La Nasa a bouclé un test important avec sa fusée Space Launch System (SLS). Il s'agissait de simuler un lancement avec le premier étage du lanceur.

Cette fois, c’est la bonne. Lors d’un essai survenu le 18 mars aux États-Unis, au Stennis Space Center, qui est le principal banc d’essai de la Nasa, l’étage principal du Space Launch System (SLS), le nouveau lanceur super-lourd des États-Unis, a pu être mis en marche pendant huit minutes. Il s’agissait de simuler une phase de décollage, en faisant fonctionner les quatre moteurs RS-25 du SLS.

Grâce à ce succès, l’agence spatiale américaine efface l’échec d’un précédent test, au mois de janvier. À ce moment-là, la motorisation du SLS n’avait pu tenir qu’une minute. Surtout, cette réussite rassure la Nasa : son calendrier prévoit un vol inaugural du SLS en novembre, qui sera au passage sa première mission opérationnelle. Il s’agira de la mission Artémis I, où il y aura un survol de la Lune avec la capsule Orion.
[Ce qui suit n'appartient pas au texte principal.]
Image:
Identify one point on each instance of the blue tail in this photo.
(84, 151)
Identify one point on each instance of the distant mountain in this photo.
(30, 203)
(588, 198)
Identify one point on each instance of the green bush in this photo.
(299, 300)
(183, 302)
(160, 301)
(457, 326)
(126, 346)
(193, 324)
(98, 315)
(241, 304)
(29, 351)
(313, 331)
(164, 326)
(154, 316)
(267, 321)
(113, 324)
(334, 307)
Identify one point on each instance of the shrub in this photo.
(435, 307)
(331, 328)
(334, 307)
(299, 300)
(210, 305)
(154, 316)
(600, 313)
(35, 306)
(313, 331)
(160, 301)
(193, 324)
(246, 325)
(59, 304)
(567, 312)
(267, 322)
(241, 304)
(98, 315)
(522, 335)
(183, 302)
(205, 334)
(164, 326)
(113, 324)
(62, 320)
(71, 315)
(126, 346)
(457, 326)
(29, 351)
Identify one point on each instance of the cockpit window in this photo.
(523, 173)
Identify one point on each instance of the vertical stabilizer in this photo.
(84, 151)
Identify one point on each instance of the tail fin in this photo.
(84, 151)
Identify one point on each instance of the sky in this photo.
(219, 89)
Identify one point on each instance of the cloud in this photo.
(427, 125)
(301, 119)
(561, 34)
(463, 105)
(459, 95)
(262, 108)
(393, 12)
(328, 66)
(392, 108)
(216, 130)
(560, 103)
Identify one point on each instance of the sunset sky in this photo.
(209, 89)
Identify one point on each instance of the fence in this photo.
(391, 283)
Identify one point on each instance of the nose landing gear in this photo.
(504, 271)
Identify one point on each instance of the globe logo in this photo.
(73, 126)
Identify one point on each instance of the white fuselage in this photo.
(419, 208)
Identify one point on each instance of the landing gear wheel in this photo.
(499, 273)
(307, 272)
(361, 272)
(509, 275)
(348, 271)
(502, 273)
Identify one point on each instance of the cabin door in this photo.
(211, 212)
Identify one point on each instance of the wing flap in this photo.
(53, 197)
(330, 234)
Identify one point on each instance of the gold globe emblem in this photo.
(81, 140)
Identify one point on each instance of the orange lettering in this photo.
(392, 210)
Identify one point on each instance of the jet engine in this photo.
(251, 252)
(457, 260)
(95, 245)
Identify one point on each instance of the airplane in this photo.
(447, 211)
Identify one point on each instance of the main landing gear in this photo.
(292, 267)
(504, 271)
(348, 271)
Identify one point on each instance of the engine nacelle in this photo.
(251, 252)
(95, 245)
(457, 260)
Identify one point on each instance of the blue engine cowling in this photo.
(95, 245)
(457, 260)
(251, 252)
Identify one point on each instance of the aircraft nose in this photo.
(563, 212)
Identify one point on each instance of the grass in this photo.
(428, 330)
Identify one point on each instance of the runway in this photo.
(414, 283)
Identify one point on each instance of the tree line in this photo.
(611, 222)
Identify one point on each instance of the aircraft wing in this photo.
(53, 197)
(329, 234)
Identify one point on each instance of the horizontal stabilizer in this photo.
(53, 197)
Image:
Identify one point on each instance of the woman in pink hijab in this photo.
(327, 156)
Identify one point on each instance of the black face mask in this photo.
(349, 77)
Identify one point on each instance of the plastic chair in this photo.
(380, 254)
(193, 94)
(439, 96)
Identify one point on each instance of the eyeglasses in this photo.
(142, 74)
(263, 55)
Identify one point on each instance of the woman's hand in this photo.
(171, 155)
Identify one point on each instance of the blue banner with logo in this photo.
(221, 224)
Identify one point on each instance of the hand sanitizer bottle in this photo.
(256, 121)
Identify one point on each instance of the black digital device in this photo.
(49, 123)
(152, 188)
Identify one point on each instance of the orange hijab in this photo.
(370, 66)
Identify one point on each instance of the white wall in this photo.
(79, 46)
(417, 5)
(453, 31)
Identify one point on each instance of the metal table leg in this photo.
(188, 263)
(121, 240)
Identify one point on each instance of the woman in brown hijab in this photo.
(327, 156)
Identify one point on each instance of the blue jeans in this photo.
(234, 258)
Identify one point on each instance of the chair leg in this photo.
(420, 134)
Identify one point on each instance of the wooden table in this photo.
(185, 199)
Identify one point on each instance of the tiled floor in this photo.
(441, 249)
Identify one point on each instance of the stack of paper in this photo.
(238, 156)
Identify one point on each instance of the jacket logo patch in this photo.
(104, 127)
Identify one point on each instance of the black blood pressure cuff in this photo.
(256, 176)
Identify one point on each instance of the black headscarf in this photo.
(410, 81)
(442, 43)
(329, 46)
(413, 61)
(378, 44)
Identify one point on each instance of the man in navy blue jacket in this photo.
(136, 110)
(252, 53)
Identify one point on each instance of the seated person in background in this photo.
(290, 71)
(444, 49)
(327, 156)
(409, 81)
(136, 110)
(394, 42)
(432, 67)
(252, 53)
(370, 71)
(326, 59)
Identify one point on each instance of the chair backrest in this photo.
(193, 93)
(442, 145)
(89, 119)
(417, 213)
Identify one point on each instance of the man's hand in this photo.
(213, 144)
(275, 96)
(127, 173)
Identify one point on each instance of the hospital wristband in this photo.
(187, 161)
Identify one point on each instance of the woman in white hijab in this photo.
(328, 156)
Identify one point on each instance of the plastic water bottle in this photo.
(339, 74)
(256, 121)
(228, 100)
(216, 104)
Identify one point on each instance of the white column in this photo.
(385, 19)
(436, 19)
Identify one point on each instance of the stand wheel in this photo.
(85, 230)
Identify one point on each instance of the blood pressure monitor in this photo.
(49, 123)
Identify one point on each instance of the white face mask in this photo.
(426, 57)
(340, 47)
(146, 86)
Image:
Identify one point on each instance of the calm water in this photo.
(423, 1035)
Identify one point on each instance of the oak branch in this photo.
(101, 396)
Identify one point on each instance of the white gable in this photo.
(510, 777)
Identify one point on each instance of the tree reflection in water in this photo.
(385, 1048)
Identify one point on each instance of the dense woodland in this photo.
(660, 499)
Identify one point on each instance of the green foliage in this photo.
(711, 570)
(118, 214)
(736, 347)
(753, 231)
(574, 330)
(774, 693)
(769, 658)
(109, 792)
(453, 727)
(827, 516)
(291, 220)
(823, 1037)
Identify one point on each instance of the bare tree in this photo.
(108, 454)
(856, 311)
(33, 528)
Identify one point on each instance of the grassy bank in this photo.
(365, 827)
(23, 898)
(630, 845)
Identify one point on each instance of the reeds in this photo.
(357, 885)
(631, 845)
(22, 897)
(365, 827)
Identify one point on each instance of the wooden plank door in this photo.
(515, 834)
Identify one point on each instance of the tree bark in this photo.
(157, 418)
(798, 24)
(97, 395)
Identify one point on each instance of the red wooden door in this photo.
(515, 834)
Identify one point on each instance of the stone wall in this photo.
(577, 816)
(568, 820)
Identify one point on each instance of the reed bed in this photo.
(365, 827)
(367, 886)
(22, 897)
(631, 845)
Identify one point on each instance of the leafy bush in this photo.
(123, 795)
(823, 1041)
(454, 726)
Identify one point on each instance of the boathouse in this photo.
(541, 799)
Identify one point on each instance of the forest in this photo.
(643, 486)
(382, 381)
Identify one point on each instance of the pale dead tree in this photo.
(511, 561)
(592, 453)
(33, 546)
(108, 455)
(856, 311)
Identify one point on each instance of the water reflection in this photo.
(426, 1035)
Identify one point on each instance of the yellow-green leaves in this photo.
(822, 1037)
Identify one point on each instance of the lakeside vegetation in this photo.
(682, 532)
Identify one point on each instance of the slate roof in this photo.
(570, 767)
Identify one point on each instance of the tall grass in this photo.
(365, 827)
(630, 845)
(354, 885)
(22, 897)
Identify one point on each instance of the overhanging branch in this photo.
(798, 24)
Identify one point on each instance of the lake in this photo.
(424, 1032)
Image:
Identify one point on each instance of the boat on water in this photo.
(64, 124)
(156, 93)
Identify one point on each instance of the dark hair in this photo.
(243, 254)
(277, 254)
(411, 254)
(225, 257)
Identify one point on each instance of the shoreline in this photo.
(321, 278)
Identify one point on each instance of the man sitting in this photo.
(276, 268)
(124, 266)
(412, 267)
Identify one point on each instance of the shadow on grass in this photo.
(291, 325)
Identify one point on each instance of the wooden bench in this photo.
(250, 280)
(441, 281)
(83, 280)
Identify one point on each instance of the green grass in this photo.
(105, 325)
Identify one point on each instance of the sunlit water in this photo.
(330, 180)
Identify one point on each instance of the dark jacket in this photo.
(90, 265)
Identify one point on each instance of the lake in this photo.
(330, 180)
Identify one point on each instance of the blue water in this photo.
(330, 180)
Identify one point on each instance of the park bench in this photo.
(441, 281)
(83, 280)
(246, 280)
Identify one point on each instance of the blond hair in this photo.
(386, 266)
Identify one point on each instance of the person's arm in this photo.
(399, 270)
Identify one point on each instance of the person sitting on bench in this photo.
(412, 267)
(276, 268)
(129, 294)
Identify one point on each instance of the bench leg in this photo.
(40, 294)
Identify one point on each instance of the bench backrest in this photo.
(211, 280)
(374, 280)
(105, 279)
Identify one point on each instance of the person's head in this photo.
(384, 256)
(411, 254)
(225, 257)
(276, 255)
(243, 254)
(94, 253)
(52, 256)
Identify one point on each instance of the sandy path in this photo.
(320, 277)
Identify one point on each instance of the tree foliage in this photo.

Le test à Stennis était le dernier d’importance pour la Nasa, du moins dans la série des huit essais du programme « Green Run » qui consistait à vérifier et éprouver plusieurs éléments du SLS. Désormais, l’étage principal de la fusée va être transporté en Floride, pour rallier le centre spatial Kennedy. La Nasa estime que le transfert sera bouclé d’ici la fin du mois d’avril. À partir de là, l’assemblage du SLS sera achevé.

SLS Green Run
Le test du 18 mars, avec la mise à feu de l’étage sur le site d’essai. // Source : Nasa

Une fusée pour retourner sur la Lune

Le programme Green Run a été baptisé ainsi pour souligner à la fois le caractère nouveau des composants amenés à travailler ensemble et permettre la propulsion de la fusée (« Green »), mais aussi pour faire référence au fonctionnement simultané de tous ces  éléments pour la première fois (« Run »). Le SLS est en effet une toute nouvelle fusée, et la première depuis Saturn V à être aussi imposant.

Ces caractéristiques exceptionnelles (rien que le premier étage fait 65 mètres de haut ; à titre de comparaison, Ariane 5 mesure en tout 55 mètres) sont toutefois à la hauteur des ambitions américaines : c’est avec le Space Launch System que les USA entendent revenir sur la Lune. Si Artémis 1 n’est pas une mission habitée, Artémis 2 le sera, avec un survol lunaire, tout comme Artémis 3, avec un alunissage.

L’alunissage à proprement parler est prévu pour 2024. Ce sera alors la première fois depuis 1972 que des astronautes reviendront sur le satellite naturel de la Terre. Ce gap de plus de cinquante ans aura néanmoins permis de construire une fusée bien plus moderne et bien plus puissante que Saturn V. Elle aurait dû toutefois être achevée bien plus tôt, mais elle n’a cessé d’enchaîner les déconvenues et les retards.